There are unexpected and unintended tribulations, but there are others that are the result of choices made. The price to pay for those who agree to carry out the difficult and unrewarding mission of the prophet is persecution. Even the nicest people, when they are interpreters of the message of Heaven, though it may seem strange, can become irritating, annoying, unbearable and be marginalized. The prophet is never praised for long by the crowds and still less by those in power, both political and religious. At first he can also be appreciated for his preparation, intelligence, moral integrity, but soon he is looked upon with suspicion, opposed and persecuted.
Jesus has not deceived his followers; he did not promise an easy life. He did not guarantee the approval and consent of people. He insistently reiterated that adhering to him would entail persecution: “A student is not above his teacher, not a slave above his master. If the head of the family has been called Beelzebul, how much more the members of the family” (Mt 10:24-25). “Still more—he added—the hour is coming when anyone who kills you will claim to be serving God” (Jn 16:2).
Regretfully recalling his past, Paul will acknowledge: “I do not even deserve to be called an apostle, because I persecuted the church of God” (1 Cor 15:9). However he will also declare to have done it, “moved with zeal” (Phil 3:6), convinced to defend God and the true religion. It could happen again today.
To internalize the message, we repeat: “You, Lord, are my hope, my trust from my youth.”
The God of Israel speaks, and it is done (Ps 33:9). The idols of the pagans instead have mouths, but do not speak (Ps 115:5). For this they are unable to help, to protect, to perform miracles. The word of man may be far-fetched (Job16:3); that of God is instead always living and effective (Heb 4:12). It is like the rain and the snow that come down from heaven and do not return without watering the earth, making it bring forth and sprout (Is 55:10).
It does not act in a magical way, however, it is equipped with an irresistible energy and, when it falls on fertile ground, when it is accepted with faith, it produces extraordinary effects. Truly blessed are those who hear the word of God and keep it as well (Lk 11:28). The privileged place for this hearing is the community meeting.
In the “day of the Lord”, the Risen One addresses his word to the assembled community. The Christian who does not feel the inner need to join with the brothers and sisters to listen to the voice of the Master can be certain: something has cracked in his relationship with Christ.
Already in the early centuries the reminder was repeated insistently: “Do not let the need of your temporal life precede the word of God, but on Sunday, putting aside everything, hurry to the church. Indeed, what justification can be submitted to God by one who does not go on this day in the meeting to hear the word of salvation?” (Caption, II, 59.2-3).
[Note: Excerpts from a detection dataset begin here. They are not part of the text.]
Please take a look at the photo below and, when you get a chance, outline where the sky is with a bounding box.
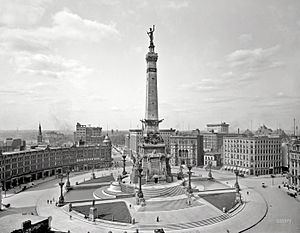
[0,0,300,131]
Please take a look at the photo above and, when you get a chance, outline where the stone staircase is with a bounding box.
[143,185,185,199]
[138,198,203,212]
[138,214,231,231]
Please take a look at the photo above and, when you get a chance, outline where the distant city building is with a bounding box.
[200,131,239,152]
[44,131,67,146]
[37,123,44,145]
[170,135,204,166]
[0,136,112,187]
[289,138,300,190]
[200,132,224,152]
[125,128,176,155]
[0,138,26,152]
[206,122,229,134]
[74,123,103,145]
[223,135,282,175]
[204,152,221,167]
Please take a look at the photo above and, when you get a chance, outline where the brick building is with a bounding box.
[0,137,112,187]
[223,135,282,175]
[170,135,204,166]
[289,138,300,190]
[74,122,104,145]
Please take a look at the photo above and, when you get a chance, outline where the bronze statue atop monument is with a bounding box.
[147,25,155,46]
[131,25,173,183]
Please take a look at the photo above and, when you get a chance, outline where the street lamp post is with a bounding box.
[208,161,212,179]
[138,162,144,199]
[122,153,127,176]
[66,169,71,191]
[187,159,193,193]
[234,167,241,192]
[58,174,65,206]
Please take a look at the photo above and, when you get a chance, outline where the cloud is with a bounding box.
[0,0,46,27]
[179,78,226,92]
[14,53,92,78]
[226,45,282,72]
[166,1,189,10]
[0,9,119,48]
[0,9,119,78]
[238,34,253,45]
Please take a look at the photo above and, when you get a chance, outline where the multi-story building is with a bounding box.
[200,132,224,152]
[74,122,103,145]
[170,135,204,166]
[0,138,26,152]
[125,128,176,155]
[289,138,300,190]
[206,122,229,134]
[223,135,282,175]
[37,124,43,145]
[0,137,112,187]
[204,152,221,167]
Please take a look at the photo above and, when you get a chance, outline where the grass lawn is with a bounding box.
[73,201,131,223]
[199,192,236,211]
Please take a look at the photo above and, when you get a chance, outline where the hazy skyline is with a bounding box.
[0,0,300,130]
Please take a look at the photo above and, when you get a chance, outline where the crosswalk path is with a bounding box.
[138,198,203,212]
[138,214,231,231]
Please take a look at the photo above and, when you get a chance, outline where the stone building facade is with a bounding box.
[74,122,104,145]
[0,138,112,188]
[170,135,204,166]
[222,135,282,175]
[289,138,300,190]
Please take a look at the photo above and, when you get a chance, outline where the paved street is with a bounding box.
[0,159,300,233]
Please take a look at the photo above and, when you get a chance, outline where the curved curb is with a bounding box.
[239,190,269,233]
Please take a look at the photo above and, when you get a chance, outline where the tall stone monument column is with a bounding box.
[132,26,172,183]
[143,26,161,135]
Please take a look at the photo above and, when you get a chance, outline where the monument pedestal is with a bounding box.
[89,206,98,222]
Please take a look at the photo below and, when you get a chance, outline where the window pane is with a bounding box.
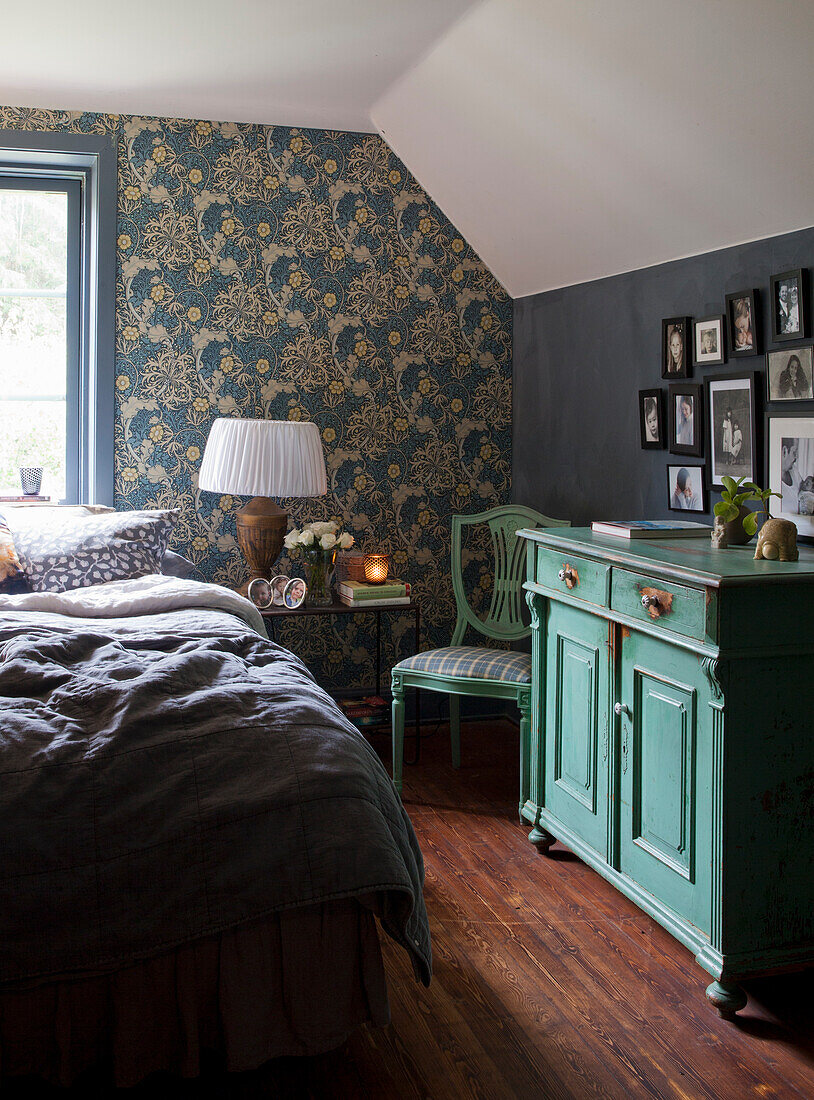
[0,295,67,400]
[0,187,68,290]
[0,399,65,501]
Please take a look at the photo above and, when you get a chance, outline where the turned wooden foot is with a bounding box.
[706,981,747,1020]
[528,825,557,856]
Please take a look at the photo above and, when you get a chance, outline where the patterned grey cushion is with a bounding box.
[7,509,179,592]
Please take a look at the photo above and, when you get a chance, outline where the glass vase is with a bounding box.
[304,549,337,607]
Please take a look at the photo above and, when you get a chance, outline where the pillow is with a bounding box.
[0,515,29,596]
[10,509,179,592]
[161,550,195,578]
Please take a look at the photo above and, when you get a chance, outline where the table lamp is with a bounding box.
[198,417,328,581]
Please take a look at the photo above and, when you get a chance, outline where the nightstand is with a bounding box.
[260,600,421,763]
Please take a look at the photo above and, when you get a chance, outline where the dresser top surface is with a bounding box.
[517,527,814,587]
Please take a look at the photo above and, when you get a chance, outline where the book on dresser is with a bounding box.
[337,580,411,607]
[591,519,712,539]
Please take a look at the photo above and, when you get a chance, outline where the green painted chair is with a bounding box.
[392,504,570,792]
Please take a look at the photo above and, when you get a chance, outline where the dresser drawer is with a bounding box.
[536,547,611,607]
[611,569,706,638]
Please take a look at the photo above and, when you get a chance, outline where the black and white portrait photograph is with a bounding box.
[705,372,758,488]
[766,347,814,402]
[667,464,706,512]
[693,314,725,366]
[669,383,703,458]
[726,290,758,355]
[661,317,690,378]
[770,268,806,341]
[639,389,664,451]
[766,413,814,537]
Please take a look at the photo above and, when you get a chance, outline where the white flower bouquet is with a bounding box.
[285,519,354,604]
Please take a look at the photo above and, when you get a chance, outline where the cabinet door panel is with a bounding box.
[546,604,609,856]
[619,633,710,931]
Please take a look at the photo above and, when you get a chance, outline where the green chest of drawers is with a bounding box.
[519,529,814,1015]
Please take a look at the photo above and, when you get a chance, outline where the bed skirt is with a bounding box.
[0,899,389,1087]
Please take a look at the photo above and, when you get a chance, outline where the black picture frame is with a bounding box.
[766,344,814,407]
[668,382,704,459]
[693,314,726,366]
[639,388,667,451]
[726,289,760,359]
[763,406,814,543]
[661,317,692,381]
[667,462,708,516]
[769,267,809,343]
[704,371,762,490]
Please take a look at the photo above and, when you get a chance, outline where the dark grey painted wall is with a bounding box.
[513,229,814,526]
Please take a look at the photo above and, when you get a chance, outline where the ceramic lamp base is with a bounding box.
[234,496,288,581]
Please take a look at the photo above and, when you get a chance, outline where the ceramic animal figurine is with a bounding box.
[710,516,729,550]
[755,519,800,561]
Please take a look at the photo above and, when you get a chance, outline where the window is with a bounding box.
[0,130,117,504]
[0,176,81,501]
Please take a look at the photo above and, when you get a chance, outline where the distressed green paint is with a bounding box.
[546,603,609,855]
[611,569,706,638]
[537,547,611,607]
[520,529,814,1015]
[391,505,568,800]
[619,631,711,933]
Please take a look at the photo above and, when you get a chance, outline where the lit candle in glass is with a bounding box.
[364,553,391,584]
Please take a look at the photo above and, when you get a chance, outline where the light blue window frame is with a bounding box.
[0,130,117,505]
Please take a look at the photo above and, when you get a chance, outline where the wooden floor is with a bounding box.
[8,723,814,1100]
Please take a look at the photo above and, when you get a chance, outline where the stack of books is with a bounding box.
[337,580,410,607]
[339,695,391,729]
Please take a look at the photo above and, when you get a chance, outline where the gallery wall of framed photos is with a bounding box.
[513,229,814,536]
[639,267,814,538]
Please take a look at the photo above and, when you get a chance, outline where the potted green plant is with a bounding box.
[714,476,780,546]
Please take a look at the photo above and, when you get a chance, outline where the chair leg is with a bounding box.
[391,678,404,794]
[517,692,531,821]
[450,695,461,768]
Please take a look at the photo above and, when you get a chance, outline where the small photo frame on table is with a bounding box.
[639,389,666,451]
[668,382,704,459]
[246,576,272,612]
[667,462,706,512]
[693,314,726,366]
[766,347,814,402]
[283,576,308,612]
[769,267,809,342]
[726,290,760,358]
[766,409,814,540]
[271,573,290,607]
[661,317,691,378]
[704,371,759,488]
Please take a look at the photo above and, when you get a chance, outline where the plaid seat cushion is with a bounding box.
[396,646,531,684]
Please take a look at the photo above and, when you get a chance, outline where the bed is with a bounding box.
[0,575,431,1086]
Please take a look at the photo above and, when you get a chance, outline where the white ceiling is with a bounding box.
[372,0,814,297]
[0,0,474,132]
[6,0,814,297]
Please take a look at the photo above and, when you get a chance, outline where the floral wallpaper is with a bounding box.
[0,108,512,688]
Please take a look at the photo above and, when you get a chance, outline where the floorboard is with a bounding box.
[8,721,814,1100]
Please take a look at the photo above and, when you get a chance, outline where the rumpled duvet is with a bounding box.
[0,576,431,982]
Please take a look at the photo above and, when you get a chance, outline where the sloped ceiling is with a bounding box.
[372,0,814,297]
[6,0,814,297]
[0,0,473,132]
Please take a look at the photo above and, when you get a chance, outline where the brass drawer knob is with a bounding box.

If among the faithful indifference, disaffection, listlessness in attendance at the Sunday assembly have infiltrated, this should not be attributed only to the laity. Some improvised, low in spiritual content, tedious and sometimes even depressing homilies also have their share of responsibility. Today’s readings invite all to reflect and review their own relationship with the word of God.
To internalize the message, we repeat: “Lamp to my feet your word and a light to my path.”
One of the features of the pagan religion was the fear of the gods, a fear they try to drive out by keeping meticulous and obsessive practice, of taboos, of purification rites. This resulted in a distorted and distressing relationship with God. Paul calls this time “prison,” a epoch when people were slaves of the “elements of the world” and relied on “miserable and ineffective rudiments” (Gal 4:3.9). This religion structured according to the parameters of human psychological misery reappeared in Judaism, the religion of duties which are made concrete in the tangle of rules and obligations, observances, prohibitions, atonement, “human precepts and worthless teachings” (Col 2:22-23). It ended the joyful dialogue with God, father and husband, preached by the prophets and marked the beginning of the wedding party without wine, without joy, without outbursts of love, without spontaneity and freedom. The danger was not averted definitively even by the call of Jesus to break free from this oppressive and unbearable yoke (Mt 11:28).
We find this wrong relationship with God every time that the religion of precepts, legalism, merits and threats reappears. It is a religion that takes away the smile, generates anxiety, anguish and scruples, also transforms the feast into a legal obligation. The holy day of obligation associates the joy of finding ourselves with our brothers in the “Lord’s Day” with the idea of obligation and the fear of committing mortal sin. Can feeling loved for fear inspired by his punishments make God rejoice? It is urgent to re-establish with him a spousal love rapport and accept the water that Christ offers us (his Spirit that makes us free), water that turns into wine, a source of joy.
To internalize the message, we repeat: “As the bridegroom rejoices over the bride, so for us the Lord will rejoice.”